Five days. Had that many passed since the first zombie crawled out of a portal in the middle of our Physics exam? Worse still, it was the third day since Jerry and Mandy's disappearance. Three days with no sign of them anywhere, not even as clothed zombies, victims risen after their deaths. More than half of that time I'd actually spent unconscious, recovering from my wounds. And while a good percentage of the rest had been battles with monsters and frantic searching for my missing friends, far too much had been just sitting around in a not-so-safe fortified cafeteria, or the kitchens behind it. If I stayed much longer here... I really didn't know what I'd do. So I wouldn't.

I was back in the kitchens and I was alone, the sole surviving cook probably resting somewhere that wasn't where her fellow cooks had died horribly and she must have fought for her life, surviving by a hair. Or maybe I was just projecting. Dr. Beth's pale yellow painkiller potion was probably to blame. It couldn't block the smell, you see. And it was uncomfortably appetizing.

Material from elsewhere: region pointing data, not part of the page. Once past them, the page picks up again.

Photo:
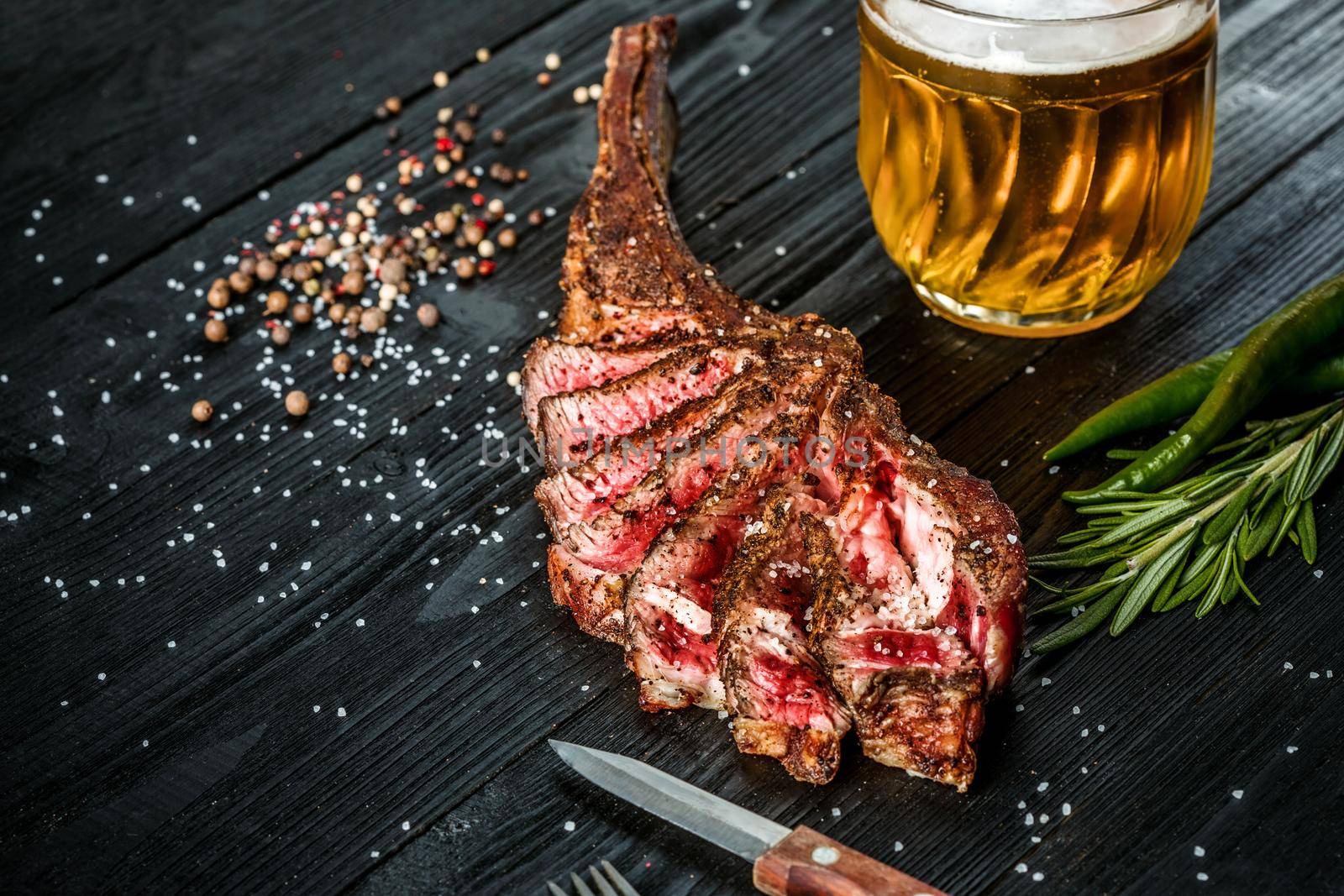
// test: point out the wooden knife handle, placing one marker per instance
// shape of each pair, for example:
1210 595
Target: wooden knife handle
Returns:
811 864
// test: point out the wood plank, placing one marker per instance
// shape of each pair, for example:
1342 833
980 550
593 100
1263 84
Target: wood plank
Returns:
175 101
1151 758
244 785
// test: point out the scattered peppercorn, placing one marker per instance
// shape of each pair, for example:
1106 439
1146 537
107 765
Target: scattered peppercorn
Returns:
353 282
428 315
373 320
219 297
296 403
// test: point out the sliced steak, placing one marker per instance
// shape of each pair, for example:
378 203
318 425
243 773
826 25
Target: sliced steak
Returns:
669 598
575 495
617 537
595 598
918 580
577 425
913 567
554 369
604 540
776 691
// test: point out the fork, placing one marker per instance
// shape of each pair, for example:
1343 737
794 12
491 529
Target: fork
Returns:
612 884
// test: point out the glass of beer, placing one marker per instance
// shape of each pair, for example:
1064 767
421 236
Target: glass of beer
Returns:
1035 165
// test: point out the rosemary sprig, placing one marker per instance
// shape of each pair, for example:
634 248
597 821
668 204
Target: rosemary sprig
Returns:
1191 542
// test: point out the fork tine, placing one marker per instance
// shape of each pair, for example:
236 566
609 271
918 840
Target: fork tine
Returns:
615 876
601 882
580 887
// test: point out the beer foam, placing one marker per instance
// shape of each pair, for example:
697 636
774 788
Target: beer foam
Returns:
1043 36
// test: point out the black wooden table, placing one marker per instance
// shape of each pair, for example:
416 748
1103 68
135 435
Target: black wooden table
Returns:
266 654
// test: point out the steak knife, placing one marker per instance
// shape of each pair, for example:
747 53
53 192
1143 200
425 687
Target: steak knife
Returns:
784 862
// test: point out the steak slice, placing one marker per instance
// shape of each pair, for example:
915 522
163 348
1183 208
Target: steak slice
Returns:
918 580
913 567
595 598
554 369
628 273
589 490
575 495
776 691
669 600
605 537
617 537
575 425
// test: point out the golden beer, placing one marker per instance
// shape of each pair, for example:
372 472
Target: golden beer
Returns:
1035 176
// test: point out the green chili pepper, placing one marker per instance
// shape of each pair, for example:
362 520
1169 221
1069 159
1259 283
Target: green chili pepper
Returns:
1263 359
1178 394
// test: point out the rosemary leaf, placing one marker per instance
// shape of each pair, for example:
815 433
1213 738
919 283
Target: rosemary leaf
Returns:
1215 587
1149 582
1305 527
1231 513
1081 625
1301 469
1191 589
1327 461
1285 523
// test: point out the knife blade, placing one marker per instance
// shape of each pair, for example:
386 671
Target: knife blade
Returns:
706 815
786 862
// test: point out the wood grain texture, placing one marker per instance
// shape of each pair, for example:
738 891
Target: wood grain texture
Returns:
437 777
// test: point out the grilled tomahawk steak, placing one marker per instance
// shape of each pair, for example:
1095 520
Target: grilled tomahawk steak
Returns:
737 506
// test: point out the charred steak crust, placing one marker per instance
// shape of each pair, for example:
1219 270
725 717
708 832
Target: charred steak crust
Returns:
776 691
920 719
804 598
553 367
985 605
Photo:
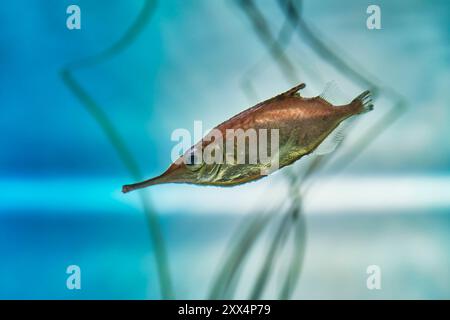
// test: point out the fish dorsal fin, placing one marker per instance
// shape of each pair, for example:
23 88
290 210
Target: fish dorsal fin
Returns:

I took my arm off the gas stove's blue flames, inspecting the blackened, flaking flesh with a strange, almost detached calmness. Even as I watched, burned skin, fat and muscle sloughed off, rapidly replaced by new growth. It had taken almost five minutes to get the burn that bad as regeneration worked against the flames, less than ten seconds to heal, another ten till every sign I'd ever been burned faded away. My other arm I kept slamming against the series of recently sharpened meat knives, Force Adjustment used to decrease my durability and make the process easier. The cuts disappeared quickly enough there was no new bloody mess that would have to be cleaned, unlike all the other times over the past hour. Forced Acceleration sped both my moves and the healing itself but no matter the hurry, itchiness was already turning into mild stinging.

The one hour of total pain immunity Dr. Beth had promised was coming to an end and my regeneration against both fire and cutting damage was four, maybe five times faster than it had been during my fight with the little winged demon. The next time I faced one it would be that much harder to be incapacitated; it'd have to do.

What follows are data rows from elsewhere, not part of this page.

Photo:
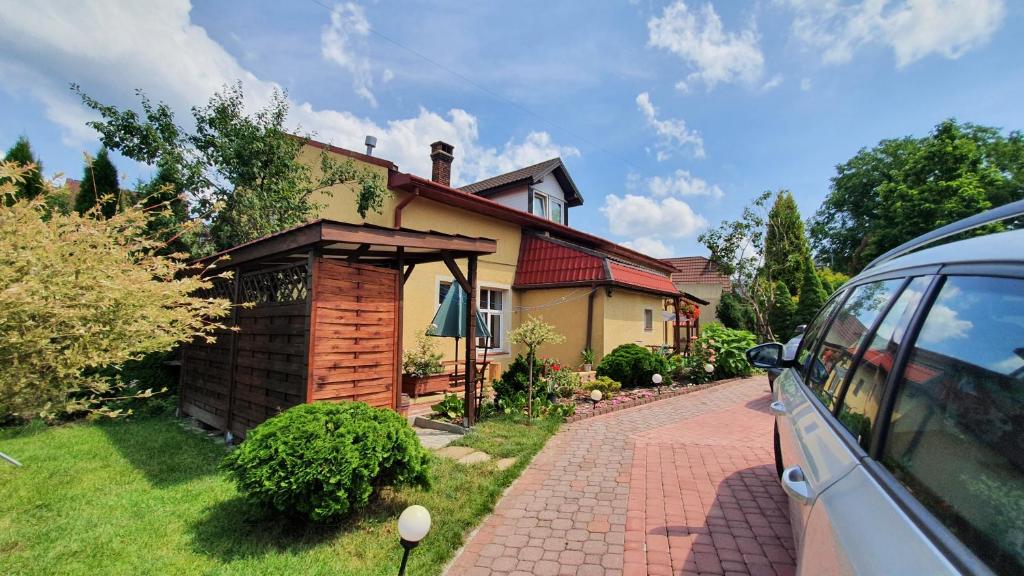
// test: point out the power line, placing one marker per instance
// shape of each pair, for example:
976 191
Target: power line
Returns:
486 90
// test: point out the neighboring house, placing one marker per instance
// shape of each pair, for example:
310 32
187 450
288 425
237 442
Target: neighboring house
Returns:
699 277
594 291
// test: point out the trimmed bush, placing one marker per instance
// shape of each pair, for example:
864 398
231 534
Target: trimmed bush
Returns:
324 460
633 365
607 386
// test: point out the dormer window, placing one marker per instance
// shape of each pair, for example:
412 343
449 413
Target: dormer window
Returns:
540 207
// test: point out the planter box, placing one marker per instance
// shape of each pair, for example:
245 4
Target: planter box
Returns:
416 385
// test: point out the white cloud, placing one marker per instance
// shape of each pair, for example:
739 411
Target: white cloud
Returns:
342 43
913 29
698 38
673 133
650 246
682 183
46 45
633 215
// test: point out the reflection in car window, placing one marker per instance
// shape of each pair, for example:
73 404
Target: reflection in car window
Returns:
956 435
813 332
863 394
845 335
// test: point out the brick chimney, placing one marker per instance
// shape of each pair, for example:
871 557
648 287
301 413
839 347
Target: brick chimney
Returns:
441 156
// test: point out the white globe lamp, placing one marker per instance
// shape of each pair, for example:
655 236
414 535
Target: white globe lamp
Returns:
413 527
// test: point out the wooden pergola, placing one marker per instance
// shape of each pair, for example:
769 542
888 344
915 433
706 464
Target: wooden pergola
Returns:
317 315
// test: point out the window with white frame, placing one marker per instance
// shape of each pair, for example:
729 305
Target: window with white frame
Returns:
492 304
556 211
540 206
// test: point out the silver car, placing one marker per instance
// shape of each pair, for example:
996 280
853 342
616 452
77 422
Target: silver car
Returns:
899 421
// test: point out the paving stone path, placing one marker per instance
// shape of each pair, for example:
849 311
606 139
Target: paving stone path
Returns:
684 486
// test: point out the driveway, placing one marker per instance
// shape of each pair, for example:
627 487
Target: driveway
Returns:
682 486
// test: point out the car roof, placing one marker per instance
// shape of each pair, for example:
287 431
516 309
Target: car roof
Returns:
1000 247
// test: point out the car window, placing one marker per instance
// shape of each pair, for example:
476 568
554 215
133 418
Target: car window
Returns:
813 331
956 434
847 331
863 394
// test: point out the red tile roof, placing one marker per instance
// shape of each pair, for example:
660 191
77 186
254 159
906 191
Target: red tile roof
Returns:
546 262
696 270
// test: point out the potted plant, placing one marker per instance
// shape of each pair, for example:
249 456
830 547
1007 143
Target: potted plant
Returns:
422 370
588 360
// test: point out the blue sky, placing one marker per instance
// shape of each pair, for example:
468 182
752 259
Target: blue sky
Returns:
671 116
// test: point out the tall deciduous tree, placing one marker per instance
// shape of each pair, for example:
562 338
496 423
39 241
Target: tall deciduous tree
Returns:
785 244
903 188
22 155
246 165
100 188
57 330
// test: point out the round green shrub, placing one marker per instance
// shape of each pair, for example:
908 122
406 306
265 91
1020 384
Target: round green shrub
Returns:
324 460
633 365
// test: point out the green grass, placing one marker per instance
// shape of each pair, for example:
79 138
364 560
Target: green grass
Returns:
144 496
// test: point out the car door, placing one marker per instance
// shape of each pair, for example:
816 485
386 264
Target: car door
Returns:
944 474
813 455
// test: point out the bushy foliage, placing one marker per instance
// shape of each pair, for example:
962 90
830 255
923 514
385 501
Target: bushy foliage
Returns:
633 365
733 312
242 167
424 359
324 460
79 293
515 378
607 386
719 353
452 407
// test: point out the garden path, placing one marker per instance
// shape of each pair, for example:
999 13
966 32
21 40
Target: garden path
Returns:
681 486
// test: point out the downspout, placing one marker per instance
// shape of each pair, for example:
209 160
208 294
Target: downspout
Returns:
401 205
590 318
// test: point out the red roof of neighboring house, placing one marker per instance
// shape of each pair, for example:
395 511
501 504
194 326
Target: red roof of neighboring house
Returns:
696 270
546 262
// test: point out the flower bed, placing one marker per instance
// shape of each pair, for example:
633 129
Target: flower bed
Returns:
585 408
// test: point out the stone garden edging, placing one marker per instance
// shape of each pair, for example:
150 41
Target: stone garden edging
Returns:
641 401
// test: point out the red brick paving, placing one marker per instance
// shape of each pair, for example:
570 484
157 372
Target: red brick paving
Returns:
684 486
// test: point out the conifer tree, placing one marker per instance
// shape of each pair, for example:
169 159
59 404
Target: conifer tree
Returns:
99 182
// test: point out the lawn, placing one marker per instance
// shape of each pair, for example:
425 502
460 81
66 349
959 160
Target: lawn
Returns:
144 496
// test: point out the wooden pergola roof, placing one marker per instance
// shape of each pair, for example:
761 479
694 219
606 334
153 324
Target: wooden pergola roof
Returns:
357 243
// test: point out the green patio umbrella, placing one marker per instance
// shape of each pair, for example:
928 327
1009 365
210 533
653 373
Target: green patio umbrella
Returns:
451 320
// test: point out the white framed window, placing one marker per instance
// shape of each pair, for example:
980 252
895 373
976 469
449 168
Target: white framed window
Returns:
540 206
493 304
556 211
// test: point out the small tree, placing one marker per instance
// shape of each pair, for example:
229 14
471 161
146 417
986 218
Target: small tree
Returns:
783 313
812 295
534 333
57 330
22 155
100 186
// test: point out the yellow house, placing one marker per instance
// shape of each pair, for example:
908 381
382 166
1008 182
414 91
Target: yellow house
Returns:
596 293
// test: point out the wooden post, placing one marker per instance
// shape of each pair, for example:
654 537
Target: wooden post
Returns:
675 325
233 351
470 403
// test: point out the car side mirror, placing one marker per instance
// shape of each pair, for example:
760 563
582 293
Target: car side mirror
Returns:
766 356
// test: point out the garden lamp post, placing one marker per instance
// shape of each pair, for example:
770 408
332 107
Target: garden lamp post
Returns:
413 526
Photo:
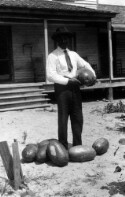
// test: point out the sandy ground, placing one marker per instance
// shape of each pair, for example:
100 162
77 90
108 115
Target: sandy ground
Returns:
96 178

I immediately spent a point into Ego, raising it to seven. My hair became a bit more lustrous, gold silken waves falling down my shoulders as everything else, from bones to ligaments, to muscles and the soft flesh over them adjusted, became more comfortable and probably closer to fabulous. Every other time I'd be ecstatic to have the beauty of a major idol with none of the effort and chemical or medical cheating to achieve it; just this once I was more interested in the mental effects. For the first time since boosting Might, I felt truly comfortable in my skin, better than before all the powers and monsters. Any doubts and second thoughts I'd had about this course of action went away, my willingness to go through with it solidifying like metal cooling in a cast. I was a regenerator and had felt no pain; what I did had only benefited me, improved my abilities with no downsides. There was no reason for any unease.

I put the second point into Might; I was myself, the only one with the right to judge whether my appearance looked good or not - and it did. Being taller, stronger, was only said to be ugly because insecure people felt intimidated. Why should I pander to such flawed opinions when I could become objectively stronger and healthier? Besides, this was my power and it conformed to my desires; the changes were fewer, smaller than before as strength was added to my image rather than the other way around. Then two power points were added to Proximakinesis without delay and it was done.

Name: Maya Wennefer Bio: female human, 17y3m7d

Powers [0/13 pts]

Force Adjustment II

Forced Acceleration II

Progressive Regeneration II

Proximakinesis II

Super Suit I

Attributes [0/13 pts]

Might 9, Agility 8, Reason 2, Vigilance 3, Ego 7, Luck 1

I jumped once, twice, feeling the slowness of the fall. The third time I came to a stop mid-jump, still several feet from the ground. Whether it was looking into Tomio's secrets, going after my friends, or just killing monsters to protect everyone else, stumbling from horror to horror like a zombie movie protagonist simply would not do.

It was time to be an actual superhero, and everybody knew real superheroes could fly.